Tianjin Zhongxin Pharmaceutical:
This company is listed at both the SGX and the Shanghai Stock Exchange. The company produces and sells traditional products of Chinese medicines, western medicines, and health care primarily in China. Globally, many of its high-quality products have been exported to more than 30 countries; it has a nationwide marketing network. Tianjin Zhongxin Pharmaceutical companies’ 85 drugs have been listed in the National Basic Medicine Catalogue, 5 of the products have become state-protected Chinese medicines, 94 product varieties are exclusively produced by the Group and 216 products are now available in the national medical insurance service system.
It is a Singaporean startup which applies Artificial Learning to genomics for drug discovery to make it more efficient. It has also raised US$10 million lead by DHVC and 6 Dimensions Capital, Silicon Valley investors. Engine Biosciences use machine learning to understand genetic interactions which underlie diseases, to help scientist in developing said diseases new drugs to cure. In this technology-based startup, the rate of failure is high and investors hope this technology can help improve the success numbers. The team consists of a group of scientists, who are faculty at some of the premier universities and medical institutions in the United States, such as Harvard, the University of California San Diego, the Mayo Clinic and the Massachusetts Institute of Technology.
Challenges in the Pharmaceutical Industry:
Singapore’s pharmaceutical industry required more specialised skill sets now to undertake more innovative research projects as it is a leading biomedical hub in Asia. Government is supporting the specialised industry talent in their development by investing heavily in the sector.
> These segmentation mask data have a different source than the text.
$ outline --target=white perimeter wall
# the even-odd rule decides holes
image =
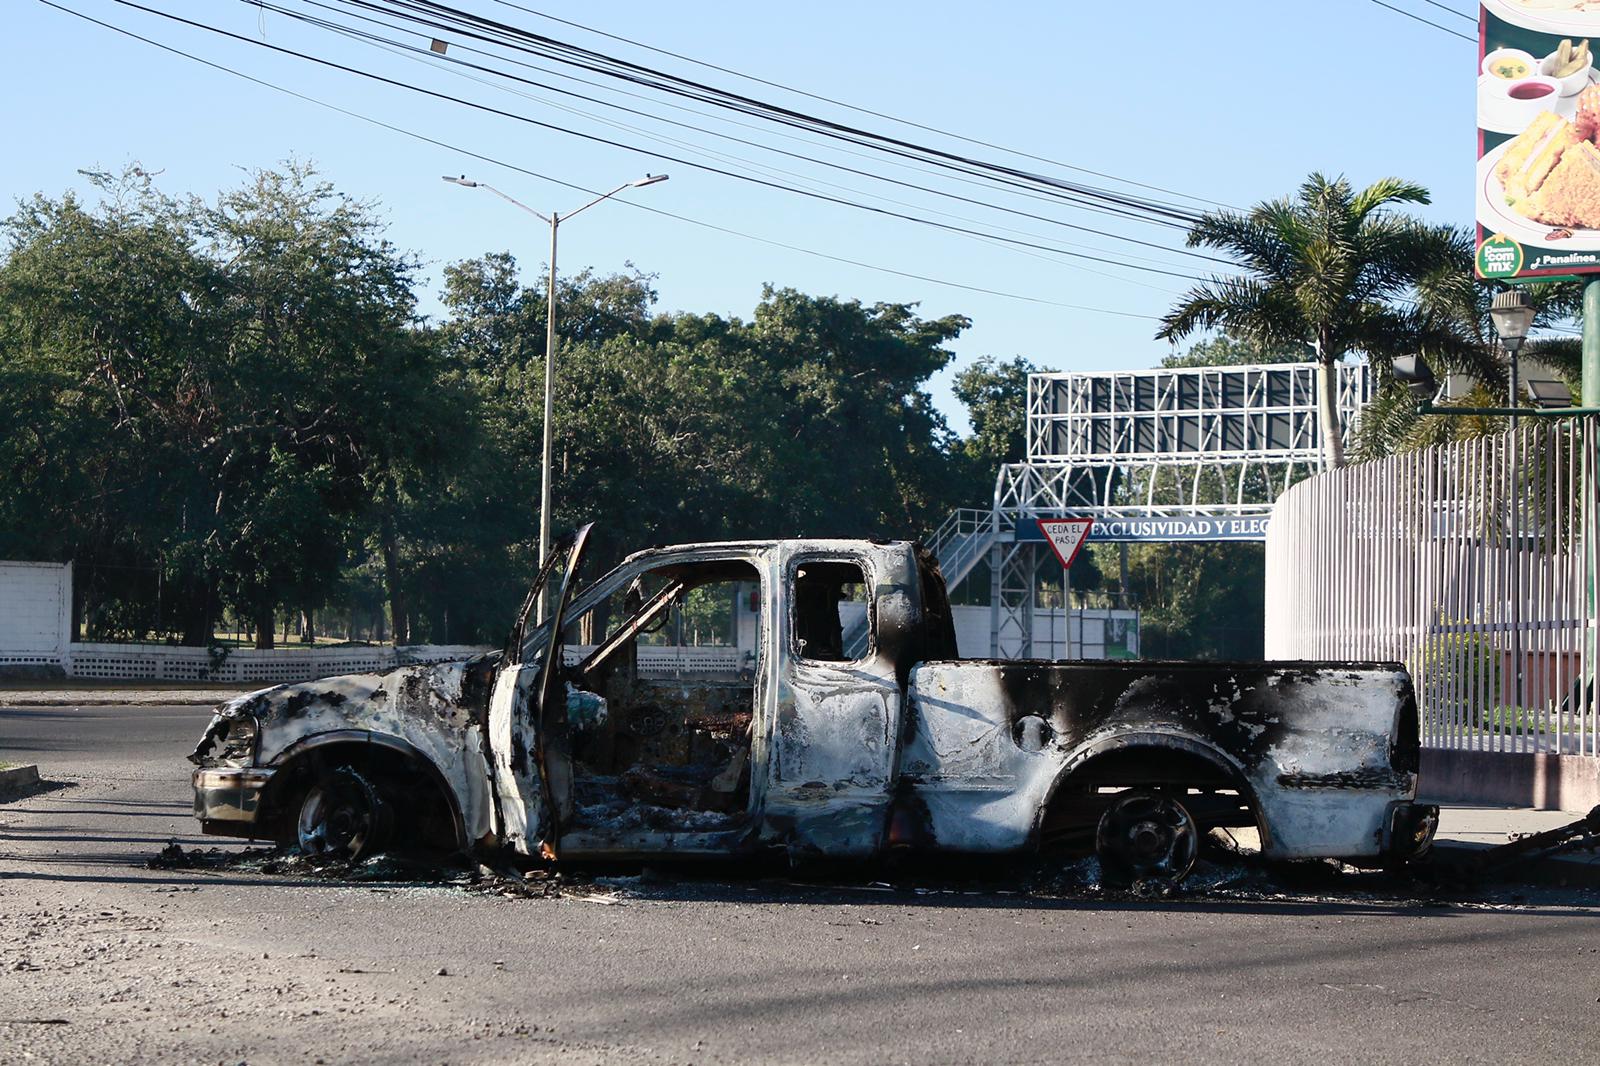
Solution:
[[[0,561],[0,665],[65,666],[72,564]]]
[[[848,626],[860,618],[866,604],[841,603],[839,616]],[[963,658],[987,659],[994,653],[989,644],[989,608],[955,605],[950,608],[956,628],[956,650]],[[1065,610],[1038,608],[1033,614],[1033,653],[1035,659],[1104,659],[1106,626],[1131,627],[1131,649],[1139,650],[1139,612],[1089,608]],[[743,634],[741,634],[742,636]],[[752,637],[752,646],[754,639]]]

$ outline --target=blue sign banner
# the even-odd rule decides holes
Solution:
[[[1186,514],[1164,518],[1105,518],[1084,514],[1073,517],[1094,519],[1094,525],[1089,528],[1091,544],[1267,539],[1267,515]],[[1016,536],[1019,541],[1045,539],[1038,521],[1032,518],[1017,519]]]

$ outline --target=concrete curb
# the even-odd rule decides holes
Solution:
[[[1471,867],[1491,847],[1462,840],[1437,840],[1433,861],[1440,867]],[[1490,882],[1600,888],[1600,852],[1575,851],[1527,859],[1497,872]]]
[[[0,799],[10,799],[38,783],[39,767],[35,765],[13,766],[9,770],[0,770]]]

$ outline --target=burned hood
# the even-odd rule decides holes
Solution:
[[[487,708],[499,659],[499,652],[490,652],[457,662],[343,674],[246,693],[216,709],[189,761],[204,764],[219,738],[245,720],[262,738],[262,763],[308,736],[335,730],[459,735],[478,724]]]

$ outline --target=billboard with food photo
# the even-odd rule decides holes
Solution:
[[[1483,0],[1478,275],[1600,273],[1600,0]]]

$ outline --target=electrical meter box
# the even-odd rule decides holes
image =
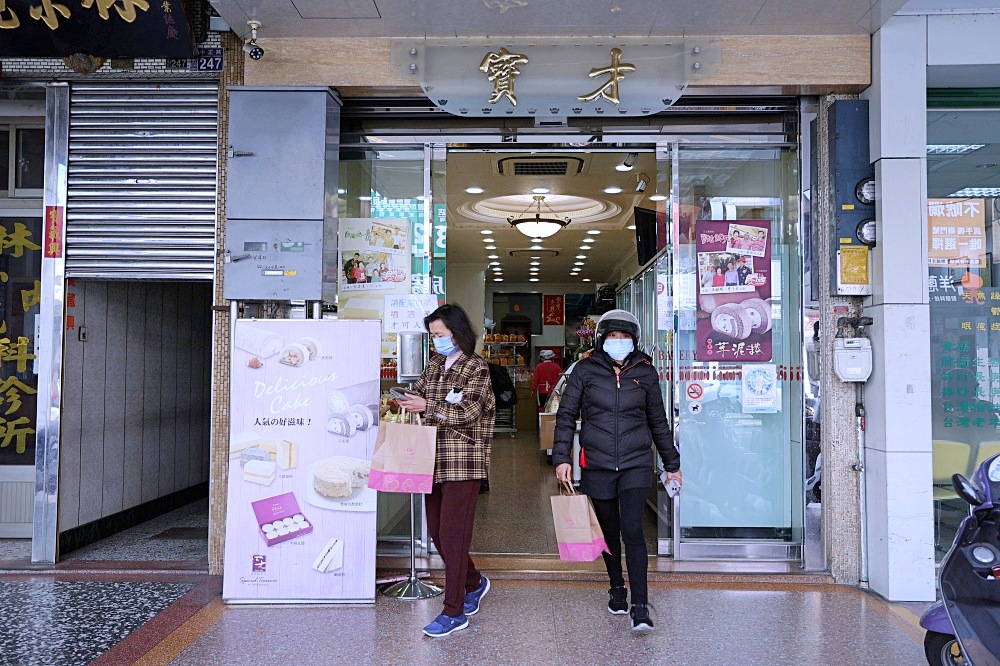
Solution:
[[[868,102],[837,100],[830,105],[827,127],[833,243],[830,288],[841,296],[872,293],[873,243],[862,232],[875,220],[875,169],[869,158]],[[813,181],[813,187],[815,187]]]
[[[866,382],[872,376],[872,343],[868,338],[837,338],[833,371],[842,382]]]
[[[230,220],[228,300],[318,301],[323,294],[323,220]]]

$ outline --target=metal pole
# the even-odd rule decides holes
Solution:
[[[409,387],[412,389],[413,384]],[[412,421],[413,415],[410,414]],[[405,601],[416,599],[430,599],[444,592],[444,589],[434,583],[425,583],[417,578],[417,507],[410,493],[410,576],[406,580],[400,581],[385,589],[385,596]]]
[[[867,495],[865,492],[865,384],[855,385],[855,414],[858,417],[858,461],[852,465],[858,473],[858,500],[860,503],[859,517],[861,519],[861,577],[862,585],[868,584],[868,511],[865,507]]]
[[[417,578],[417,521],[416,503],[413,493],[410,493],[410,576],[406,580],[385,589],[385,596],[404,601],[429,599],[444,592],[443,588],[434,583],[427,583]]]

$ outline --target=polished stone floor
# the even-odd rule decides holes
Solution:
[[[227,606],[205,560],[207,502],[69,554],[55,570],[0,573],[0,665],[921,664],[918,614],[786,562],[650,560],[657,629],[606,610],[600,561],[554,555],[552,467],[533,434],[500,438],[473,549],[494,587],[465,631],[421,627],[441,599],[372,605]],[[655,518],[647,512],[655,548]],[[0,560],[27,559],[0,541]],[[173,559],[176,570],[162,566]],[[143,561],[153,563],[142,570]],[[408,560],[407,560],[408,562]],[[123,566],[131,564],[131,566]],[[379,558],[380,575],[401,561]],[[419,566],[440,572],[437,558]],[[0,567],[2,569],[2,567]]]

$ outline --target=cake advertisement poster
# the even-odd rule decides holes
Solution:
[[[695,360],[771,360],[771,222],[698,220]]]
[[[377,321],[233,326],[223,599],[373,602]]]

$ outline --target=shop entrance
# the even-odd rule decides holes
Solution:
[[[555,484],[539,444],[532,369],[542,349],[568,369],[593,343],[588,326],[621,307],[642,322],[684,460],[681,502],[650,489],[651,552],[801,557],[798,133],[761,118],[740,131],[720,124],[408,145],[371,131],[342,153],[341,215],[410,217],[415,288],[463,305],[474,321],[481,313],[490,336],[484,356],[518,384],[510,431],[494,441],[474,551],[557,561],[548,505]],[[554,220],[554,232],[518,229],[536,216]],[[759,283],[744,276],[726,284],[726,273],[748,264]],[[702,282],[709,268],[722,284]],[[725,322],[712,321],[717,308]],[[760,375],[760,396],[746,394],[750,370]],[[385,554],[408,532],[406,505],[398,505],[380,510]]]

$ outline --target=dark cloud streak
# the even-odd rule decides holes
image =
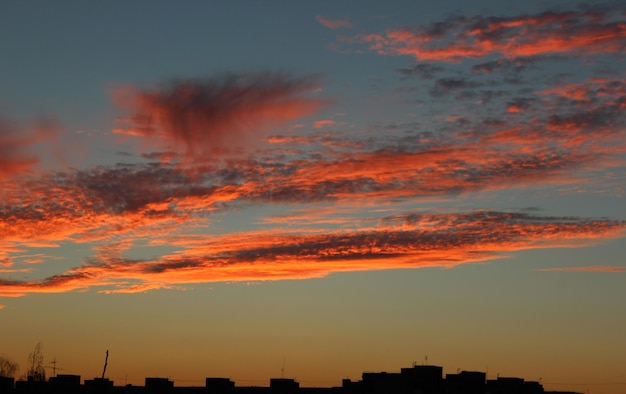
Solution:
[[[125,119],[131,125],[116,132],[164,139],[195,159],[237,153],[261,141],[270,127],[327,105],[310,97],[318,88],[317,77],[278,73],[174,80],[155,90],[122,88],[114,98],[131,112]]]

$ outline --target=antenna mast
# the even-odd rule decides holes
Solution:
[[[107,350],[107,355],[104,358],[104,369],[102,370],[102,379],[104,379],[104,374],[107,371],[107,362],[109,361],[109,351]]]
[[[63,368],[59,368],[57,367],[57,358],[54,357],[54,359],[50,362],[50,364],[52,365],[51,367],[46,367],[46,368],[51,368],[52,369],[52,375],[53,376],[57,376],[57,370],[62,371]]]

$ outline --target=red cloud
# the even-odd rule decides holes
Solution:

But still, there is a niche position that is lacking in suitable local manpower. For the future growth of the industry, it is a major challenge to attract and retain highly skilled employees. The challenge is the skills of the local talent pool have not caught up with the demands of companies. The potential loss is one of the biggest challenges for the pharmaceutical industry due to patent expiration. The consequence is these companies have started now investing more resources in replacing old drugs with new ones, investing in R&D.
Opportunities in the Pharmaceutical Industry for Singapore:
International pharmaceutical companies are continuing to leverage the hub status of Singapore to gain access to emerging market opportunities in Asia. Singapore has the required expertise to tackle the challenges faced by the industry, such as developed from the extensive investment put forward by the public and private sector in the country. The country is the hub to connect South East Asia and the Western world as the volume of trade flow for pharmaceutical products is suspiciously huge. Also, it is one of the major re-exporters of the industry.
The pharmaceutical industry of Singapore is regulated by the Health Sciences Authority (HSA) and the Health Products Act 2007 and carry out stringent approvals for cost-effective and efficient medical devices and other medical products. It is consist of all medical devices, pharmaceuticals, medicines and other supplements. More than 35-40% regional share of the pharmaceutical market is recorded to some of the major players of the market. The leading position in the industry is purely dedicated to the Singaporean government authorities as they provide a large number of investments in its research and development capabilities.